Filtering data by value

homonto · July 10, 2023, 4:46pm

Hi,

is it possible to filter by value?
Example:

from(bucket: "homeassistant")
  |> range(start: v.timeRangeStart, stop: v.timeRangeStop)
  |> filter(fn: (r) => r["_measurement"] == "ms")
  |> filter(fn: (r) => r["_field"] == "value")
  |> filter(fn: (r) => r["domain"] == "sensor")
  |> filter(fn: (r) => r["entity_id"] =~ /working_time_ms/)
  |> aggregateWindow(every: v.windowPeriod, fn: mean, createEmpty: false)
  |> yield(name: "mean")

but to add something like this:
|> filter(fn: (r) => r["entity_id" =~/sensor_type/ = "sleeper")
meaning: I want to see ONLY values from sensor “working_time_ms” from sensors that are “sleeper” - I am not interested to see “working_time_ms” for non-sleepers

thank you

grant2 · July 10, 2023, 8:52pm

Just to better understand your data, what are all the total possible choices for entity_id?
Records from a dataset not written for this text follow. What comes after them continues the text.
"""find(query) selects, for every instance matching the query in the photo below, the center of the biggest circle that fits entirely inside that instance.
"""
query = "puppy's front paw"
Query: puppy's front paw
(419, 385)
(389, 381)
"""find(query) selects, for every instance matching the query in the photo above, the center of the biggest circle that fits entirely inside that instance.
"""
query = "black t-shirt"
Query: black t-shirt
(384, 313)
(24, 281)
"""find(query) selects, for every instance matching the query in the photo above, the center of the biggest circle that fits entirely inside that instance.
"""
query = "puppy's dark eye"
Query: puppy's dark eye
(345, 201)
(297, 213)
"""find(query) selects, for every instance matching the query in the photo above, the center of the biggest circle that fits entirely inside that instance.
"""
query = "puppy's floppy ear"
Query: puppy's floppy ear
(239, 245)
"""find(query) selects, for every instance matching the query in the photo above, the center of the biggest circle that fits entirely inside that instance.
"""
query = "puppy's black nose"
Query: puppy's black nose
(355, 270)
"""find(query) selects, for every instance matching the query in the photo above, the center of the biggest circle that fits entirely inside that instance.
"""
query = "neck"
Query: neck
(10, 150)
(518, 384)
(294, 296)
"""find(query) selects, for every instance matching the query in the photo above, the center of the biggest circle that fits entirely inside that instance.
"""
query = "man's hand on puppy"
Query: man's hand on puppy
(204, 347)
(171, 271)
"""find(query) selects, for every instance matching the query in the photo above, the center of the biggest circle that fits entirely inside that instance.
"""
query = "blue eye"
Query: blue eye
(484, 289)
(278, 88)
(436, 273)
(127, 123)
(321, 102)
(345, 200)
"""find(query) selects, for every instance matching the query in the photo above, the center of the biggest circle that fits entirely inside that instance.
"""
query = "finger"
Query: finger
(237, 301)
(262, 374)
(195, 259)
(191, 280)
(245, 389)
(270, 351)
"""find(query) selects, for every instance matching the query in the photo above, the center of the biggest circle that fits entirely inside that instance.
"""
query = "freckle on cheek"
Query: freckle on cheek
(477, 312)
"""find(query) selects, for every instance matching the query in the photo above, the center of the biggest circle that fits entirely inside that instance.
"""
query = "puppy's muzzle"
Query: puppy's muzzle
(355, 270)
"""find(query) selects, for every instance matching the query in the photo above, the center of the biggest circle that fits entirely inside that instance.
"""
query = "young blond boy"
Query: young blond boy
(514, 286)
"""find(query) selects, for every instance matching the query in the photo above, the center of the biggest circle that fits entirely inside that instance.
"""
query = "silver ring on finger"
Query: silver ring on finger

homonto · July 10, 2023, 9:20pm

hi @grant2 , thank you for your answer.
all entities (for 1 device: esp32033) are on the picture below
and i.e. I would like to see let it be RSSI but only of these sensors, that have as *_comm_type LoRa or ESPNow - or any other case where I want to see the value of entity1 while filtering by the value of entity 2

grant2 · July 11, 2023, 9:51am

Still not 100% clear on this question, but is this a correct re-phrasing?

You have six sensors whose tag names in InfluxDB are:

sensor.aaa333_working_time_ms
sensor.ddd555_working_time_ms
sensor.bbb444_working_time_ms
sensor.aaa333_sleep_time_ms
sensor.ddd555_sleep_time_ms
sensor.bbb444_sleep_time_ms

You need a Regex expression (for either Flux or Grafana) to filter out only the tags whose name starts with sensor.ddd555 AND whose name ends in _working_time_ms

Correct?

homonto · July 11, 2023, 10:28am

Hi @grant2.

Let us focus on the outcome of only 1 sensor that is: _working_time_ms
But this entity_id is in every device that I have lets say from aaaa to zzzz (as you showed above).
But let us not mix the _working_time_ms with _sleep_time_ms - these 2 represent different metrics.
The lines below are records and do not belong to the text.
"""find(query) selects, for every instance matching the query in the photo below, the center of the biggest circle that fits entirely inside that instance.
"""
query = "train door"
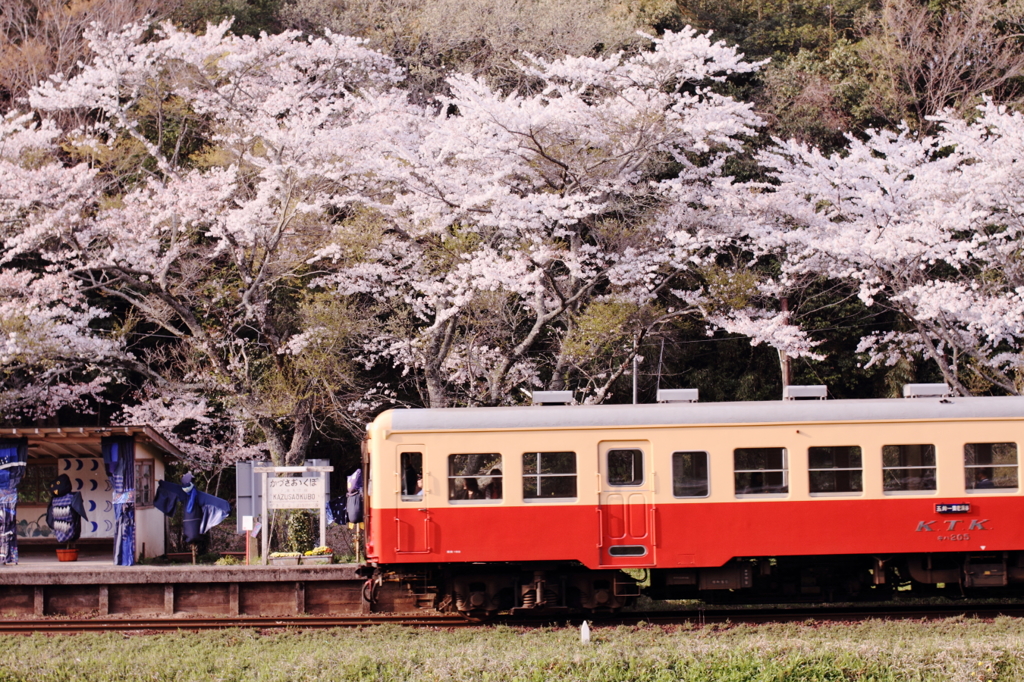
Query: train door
(626, 494)
(412, 516)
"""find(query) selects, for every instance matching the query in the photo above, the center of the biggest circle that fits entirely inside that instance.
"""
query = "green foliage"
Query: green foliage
(251, 16)
(884, 651)
(300, 531)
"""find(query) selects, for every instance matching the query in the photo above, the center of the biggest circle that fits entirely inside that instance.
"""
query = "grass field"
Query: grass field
(953, 649)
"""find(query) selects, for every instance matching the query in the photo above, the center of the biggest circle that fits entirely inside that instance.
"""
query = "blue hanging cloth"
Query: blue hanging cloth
(119, 460)
(66, 511)
(13, 457)
(201, 510)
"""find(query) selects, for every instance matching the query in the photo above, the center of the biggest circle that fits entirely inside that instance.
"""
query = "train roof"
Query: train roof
(691, 414)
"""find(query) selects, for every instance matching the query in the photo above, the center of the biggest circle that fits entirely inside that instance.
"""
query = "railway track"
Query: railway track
(28, 626)
(699, 616)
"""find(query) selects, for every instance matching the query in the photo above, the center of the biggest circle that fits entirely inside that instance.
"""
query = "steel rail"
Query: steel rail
(44, 625)
(690, 616)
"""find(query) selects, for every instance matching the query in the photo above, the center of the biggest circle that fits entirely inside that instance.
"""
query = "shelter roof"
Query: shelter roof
(83, 440)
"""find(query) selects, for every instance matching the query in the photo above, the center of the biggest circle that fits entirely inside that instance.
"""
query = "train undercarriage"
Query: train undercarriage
(479, 590)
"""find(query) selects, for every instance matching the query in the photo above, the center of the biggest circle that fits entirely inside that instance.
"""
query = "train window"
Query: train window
(625, 467)
(689, 474)
(548, 475)
(836, 469)
(412, 476)
(990, 466)
(475, 476)
(907, 468)
(761, 470)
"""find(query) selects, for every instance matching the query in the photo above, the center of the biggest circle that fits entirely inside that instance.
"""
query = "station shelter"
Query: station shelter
(116, 469)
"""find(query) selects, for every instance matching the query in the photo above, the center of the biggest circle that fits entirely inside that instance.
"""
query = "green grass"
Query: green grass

So I have multiple sensors (kind of 50 to be exact) and some of them are “LoRa” and some of them are “ESPnow” (if you don’t get this thing - different wireless communication methods)
So I have today 1 graph in Grafana, that has very simple filter:
|> filter(fn: (r) => r["entity_id"] =~ /working_time_ms/)
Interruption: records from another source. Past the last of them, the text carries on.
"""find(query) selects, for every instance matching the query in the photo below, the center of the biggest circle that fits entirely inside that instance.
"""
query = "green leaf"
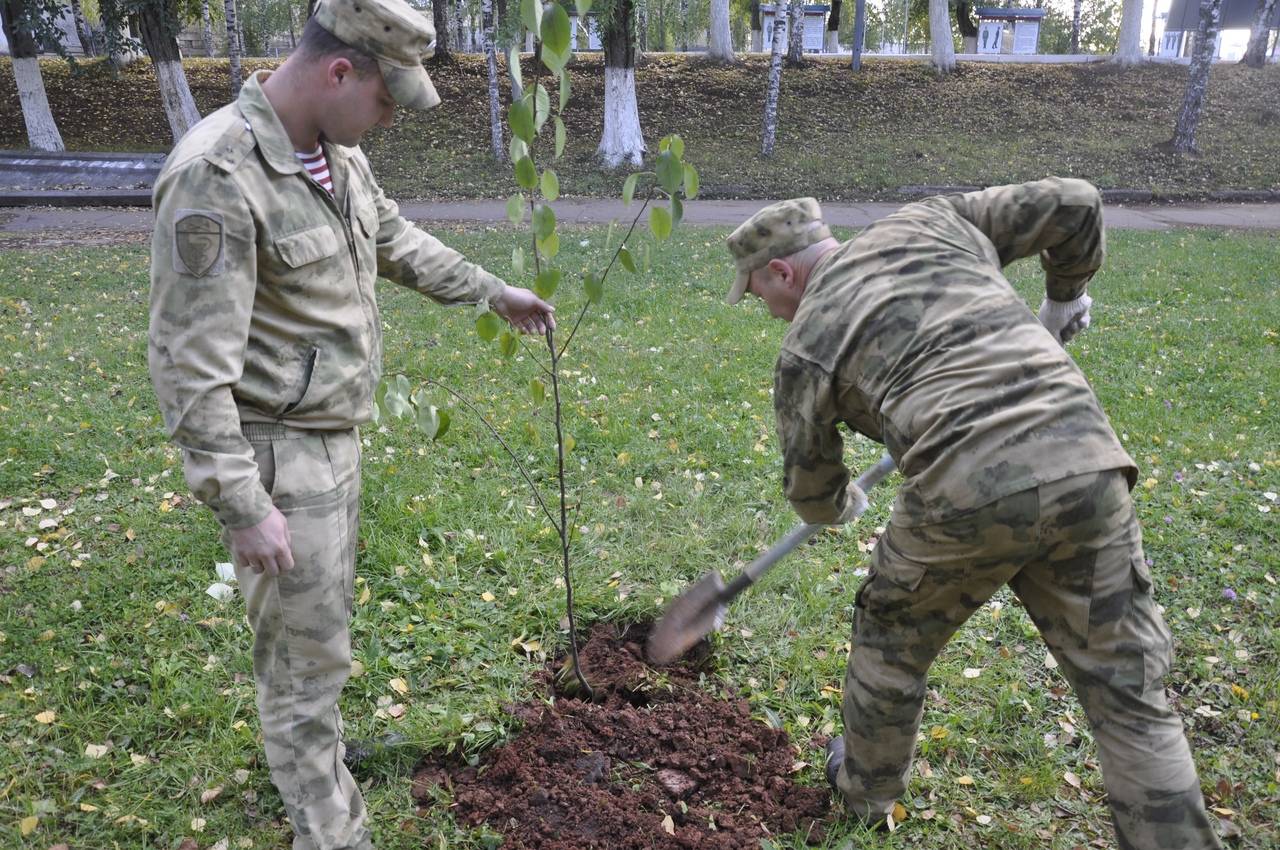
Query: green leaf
(547, 283)
(671, 173)
(551, 184)
(659, 222)
(488, 325)
(516, 208)
(526, 174)
(593, 286)
(531, 14)
(544, 220)
(513, 64)
(691, 182)
(626, 260)
(543, 109)
(549, 247)
(520, 117)
(556, 30)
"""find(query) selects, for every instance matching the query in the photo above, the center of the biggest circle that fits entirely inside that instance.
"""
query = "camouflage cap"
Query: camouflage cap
(396, 35)
(777, 231)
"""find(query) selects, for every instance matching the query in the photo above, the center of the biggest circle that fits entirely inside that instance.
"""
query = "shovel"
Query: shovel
(700, 609)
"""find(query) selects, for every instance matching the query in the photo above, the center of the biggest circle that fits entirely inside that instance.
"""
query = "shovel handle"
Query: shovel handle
(795, 537)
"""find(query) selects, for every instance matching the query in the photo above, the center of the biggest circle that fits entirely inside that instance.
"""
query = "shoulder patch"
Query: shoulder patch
(199, 242)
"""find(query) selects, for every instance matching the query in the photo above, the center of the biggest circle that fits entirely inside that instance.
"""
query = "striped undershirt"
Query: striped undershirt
(316, 167)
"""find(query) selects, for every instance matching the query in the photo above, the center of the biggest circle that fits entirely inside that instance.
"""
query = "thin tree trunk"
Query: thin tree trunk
(721, 41)
(490, 54)
(1129, 44)
(1197, 81)
(795, 32)
(771, 99)
(859, 33)
(621, 140)
(82, 31)
(1256, 54)
(941, 42)
(159, 26)
(233, 46)
(440, 17)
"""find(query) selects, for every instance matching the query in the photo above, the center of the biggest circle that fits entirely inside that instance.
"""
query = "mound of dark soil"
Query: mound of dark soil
(654, 761)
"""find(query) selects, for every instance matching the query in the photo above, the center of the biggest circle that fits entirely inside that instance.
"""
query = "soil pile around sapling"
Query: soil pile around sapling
(654, 761)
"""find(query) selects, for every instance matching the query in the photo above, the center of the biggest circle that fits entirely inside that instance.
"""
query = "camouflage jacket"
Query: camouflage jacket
(910, 334)
(263, 304)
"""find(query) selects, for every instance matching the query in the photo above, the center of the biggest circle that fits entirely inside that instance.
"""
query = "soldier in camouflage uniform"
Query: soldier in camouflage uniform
(265, 347)
(910, 334)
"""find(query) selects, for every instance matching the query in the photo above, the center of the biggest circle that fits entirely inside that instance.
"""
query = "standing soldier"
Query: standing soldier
(265, 346)
(910, 336)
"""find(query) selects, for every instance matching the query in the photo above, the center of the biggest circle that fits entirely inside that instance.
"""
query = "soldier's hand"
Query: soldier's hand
(525, 311)
(264, 547)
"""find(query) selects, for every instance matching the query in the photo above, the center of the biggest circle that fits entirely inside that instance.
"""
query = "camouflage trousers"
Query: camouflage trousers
(301, 635)
(1072, 551)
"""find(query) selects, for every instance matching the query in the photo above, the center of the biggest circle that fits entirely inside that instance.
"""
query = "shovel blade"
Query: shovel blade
(690, 617)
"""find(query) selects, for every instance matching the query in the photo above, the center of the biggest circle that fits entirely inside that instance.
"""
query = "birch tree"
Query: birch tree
(771, 99)
(1129, 42)
(22, 23)
(621, 140)
(1197, 81)
(941, 45)
(721, 40)
(795, 32)
(1256, 54)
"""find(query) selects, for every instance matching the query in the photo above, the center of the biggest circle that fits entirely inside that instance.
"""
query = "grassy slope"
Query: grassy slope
(841, 136)
(670, 407)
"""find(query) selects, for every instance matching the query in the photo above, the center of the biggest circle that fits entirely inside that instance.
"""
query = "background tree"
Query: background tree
(1256, 54)
(721, 41)
(621, 138)
(941, 42)
(1197, 81)
(26, 23)
(795, 31)
(771, 97)
(1129, 41)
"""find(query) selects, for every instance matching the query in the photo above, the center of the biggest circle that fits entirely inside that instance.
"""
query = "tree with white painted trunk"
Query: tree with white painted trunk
(1256, 54)
(942, 49)
(771, 97)
(23, 24)
(1197, 80)
(621, 140)
(721, 40)
(1129, 42)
But on such graph, I will have all sensors, irrespective if they have:

“sensor.xxx_comm_type” = “LoRa” or
“sensor.xxx_comm_type” = “ESPnow”

(of course device xxx will have EITHER “LoRa” OR “ESPnow” value of the corresponding from this device:
“sensor.xxx_comm_type”

So my goal is to create 2 different graphs: 1 for LoRa and 1 for ESPnow.
Reason being: LoRa communication (so working_time_ms) is way longer than ESPnow (LoRa is about 1000ms while ESPnow is about 200ms) so having both types o sensors in 1 graph makes the graph a bit invisible (as the graph gets extended vertically due to large values coming from LoRa sensors)

I hope that clarifies.
See on the screen shot the difference between majority being ESPnow (low values) vs the few ones that are LoRa - much higher values. This way the lower part of the graph is not really readable:

THANK YOU FOR YOUR HELP!

grant2 · July 11, 2023, 10:11pm

Are “LoRa” and “ESPnow” tag names in your data, or are these descriptions only part of the entity_id sensor name? Put another way, do you have the ability to use a tag filter and specify “LoRa” or “ESPnow”? If not, wouldn’t it make sense to have these as tag names for your data (call it “wireless_comm_type”). Or perhaps you have years of data and cannot add this as a new tag?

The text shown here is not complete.